Occasionally, this comedic strategy veers into bland repetition (as in a prolonged, snickering sequence where Quinquin pranks the congregation at the first victim’s funeral), but by and large they ring true, loving renderings of the quiet idiosyncrasies of small town life by a director deeply familiar with such communities through his own firsthand experience. In its stubborn loyalty to this hilariously meditative portrayal of a surreal, bucolic world, Li’l Quinquin is at its finest.

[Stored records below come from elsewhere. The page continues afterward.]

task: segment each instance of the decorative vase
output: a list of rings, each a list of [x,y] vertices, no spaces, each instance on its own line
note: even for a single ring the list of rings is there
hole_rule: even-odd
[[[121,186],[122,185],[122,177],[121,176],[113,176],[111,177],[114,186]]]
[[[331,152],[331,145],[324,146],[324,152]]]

Eventually it becomes clear that Dumont isn’t interested in solving his own mystery. Sure, there are a couple of red herrings thrown out (a mysterious guest in a balaclava appears at the aforementioned funeral without anyone so much as batting an eye), but nothing close to a clear resolution ever comes close to cohering. Instead, Dumont provides us with an increasingly wide-ranging view of the moral shortcomings shared by much of the community—whether its racial and religious intolerance, as embodied in its cherubic figurehead, or Quinquin’s own discovery of a bitter betrayal in his family’s past.

In so doing, both halves of the film—quirky farm chronicle and grisly murder mystery—lose some of their edge, as Dumont seems undecided about which game he’s playing. By the time the cartoonishly grisly murders of the film’s first half are replaced by an all too real suicide in the second, the film has nearly stopped being funny—the avenging killer is still on the loose and the memory of your own laughter lingers like an unpaid debt.